Michael Ross Kakooza is a Ugandan Rhythm and blues musician and dancer.

==Early life and education==
Michael Ross was born in Kampala in 1982 in a family of 14 to Joseph and Immaculate Kasibante.

==Music==
Michael Ross started out as a dancer at the age of eight. He released his first single "Senorita" in 2002, receiving massive airplay. The song won the award for best RnB song in the 2003 Pearl of Africa Music Awards. He released after it other songs including "You're the one" which he sang in English. To appeal to a broader Ugandan audience, Ross started singing in Luganda. He released songs like "Yooyo" " Nze Akwagala" and "Ndi nowange". He however continued singing in English releasing songs like "Tell me" featuring Navio (rapper) and "Gimme tonight" that were well received. In 2006 he reseased his album to date "Yo the one". In 2012, he released "Clothes off" which received massive airplay on MTV base.

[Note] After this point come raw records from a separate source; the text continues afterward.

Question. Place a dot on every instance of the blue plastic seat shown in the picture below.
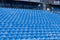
(27, 24)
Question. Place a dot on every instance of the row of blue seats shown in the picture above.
(29, 24)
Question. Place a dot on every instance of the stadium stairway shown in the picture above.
(27, 24)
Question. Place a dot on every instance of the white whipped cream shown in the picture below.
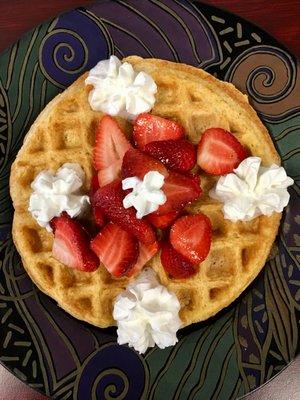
(119, 90)
(146, 195)
(147, 314)
(252, 190)
(55, 193)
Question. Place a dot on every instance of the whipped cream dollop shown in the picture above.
(252, 190)
(55, 193)
(119, 90)
(147, 314)
(146, 195)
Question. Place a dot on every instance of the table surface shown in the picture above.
(18, 16)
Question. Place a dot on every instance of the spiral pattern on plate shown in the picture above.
(266, 73)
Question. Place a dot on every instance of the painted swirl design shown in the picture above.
(113, 372)
(73, 47)
(266, 73)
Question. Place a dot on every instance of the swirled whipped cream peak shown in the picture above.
(119, 90)
(54, 193)
(146, 195)
(252, 190)
(147, 314)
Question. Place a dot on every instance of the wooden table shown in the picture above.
(278, 17)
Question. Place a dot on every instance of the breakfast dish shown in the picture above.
(157, 153)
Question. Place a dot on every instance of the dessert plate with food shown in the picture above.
(152, 249)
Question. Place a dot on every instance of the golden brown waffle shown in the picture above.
(64, 132)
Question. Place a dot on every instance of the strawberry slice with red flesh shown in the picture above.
(162, 221)
(191, 237)
(176, 265)
(110, 146)
(178, 155)
(146, 252)
(219, 152)
(98, 215)
(137, 163)
(109, 174)
(180, 190)
(149, 128)
(110, 199)
(71, 244)
(116, 249)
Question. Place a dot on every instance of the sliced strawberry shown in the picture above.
(97, 212)
(176, 265)
(191, 236)
(180, 191)
(219, 152)
(71, 244)
(110, 173)
(146, 252)
(116, 249)
(195, 177)
(149, 128)
(110, 199)
(137, 163)
(178, 155)
(162, 221)
(110, 147)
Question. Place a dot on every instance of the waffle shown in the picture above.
(64, 132)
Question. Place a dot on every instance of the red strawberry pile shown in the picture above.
(124, 243)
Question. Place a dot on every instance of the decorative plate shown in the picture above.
(243, 346)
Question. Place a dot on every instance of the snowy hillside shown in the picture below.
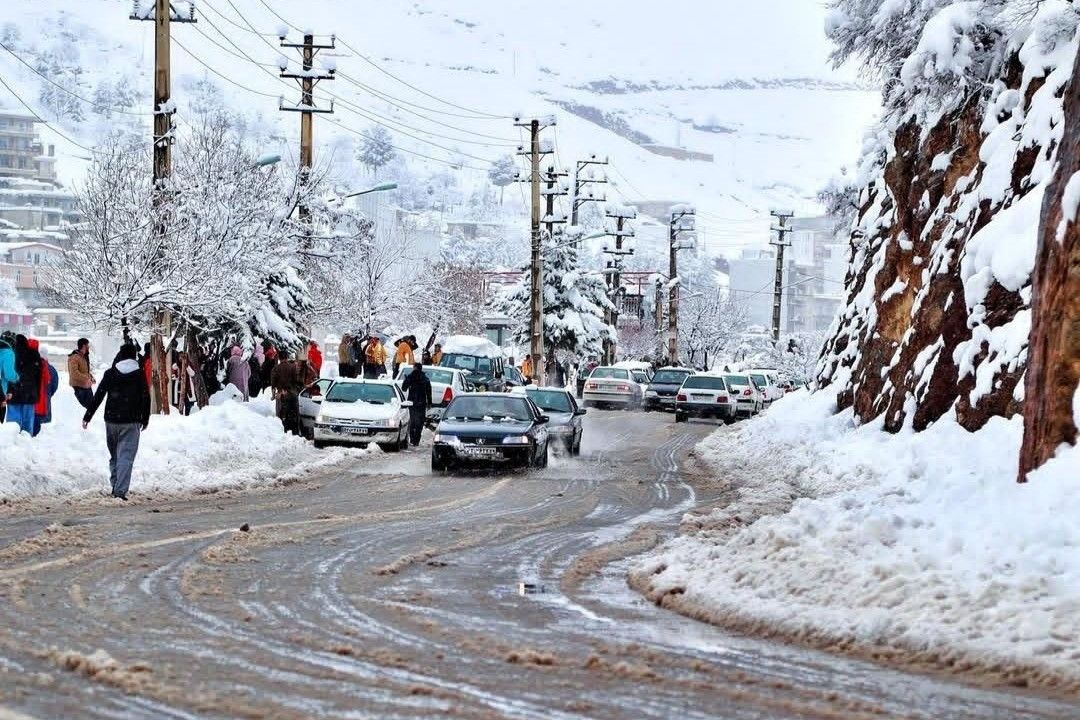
(750, 86)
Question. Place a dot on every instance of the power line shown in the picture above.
(42, 120)
(389, 73)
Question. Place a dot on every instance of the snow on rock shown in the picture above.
(917, 542)
(228, 445)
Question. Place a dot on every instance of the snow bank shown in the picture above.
(920, 544)
(228, 445)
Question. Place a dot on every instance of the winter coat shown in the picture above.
(79, 370)
(286, 378)
(417, 389)
(315, 357)
(129, 396)
(238, 371)
(28, 366)
(50, 382)
(8, 375)
(404, 354)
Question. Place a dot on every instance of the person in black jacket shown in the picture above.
(126, 416)
(417, 389)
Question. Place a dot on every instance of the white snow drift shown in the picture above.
(915, 542)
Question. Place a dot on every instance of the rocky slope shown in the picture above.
(939, 304)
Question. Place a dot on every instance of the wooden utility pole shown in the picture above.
(308, 78)
(613, 270)
(579, 198)
(778, 285)
(682, 220)
(536, 268)
(162, 15)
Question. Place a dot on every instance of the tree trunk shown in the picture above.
(1053, 369)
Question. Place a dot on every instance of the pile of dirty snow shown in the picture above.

He also released his second album "unstoppable".

==Discography==

===Singles===
- Senorita
- You're the one
- Yooyo
- Tell me
- Gimme tonight
- Ndi nowange
- Its over now

===Albums===
- Yo The One, 2006
- Unstoppable, 2012

==Awards and recognition==
- Best RnB single for "Senorita" in Pearl of Africa Music Awards, 2003,( 2009 Buzz Teeniez Award) for Flyest Video "Tell Me " featuring Navio. 2008 Kora award Nominee,2010 Kisima Award Nominee.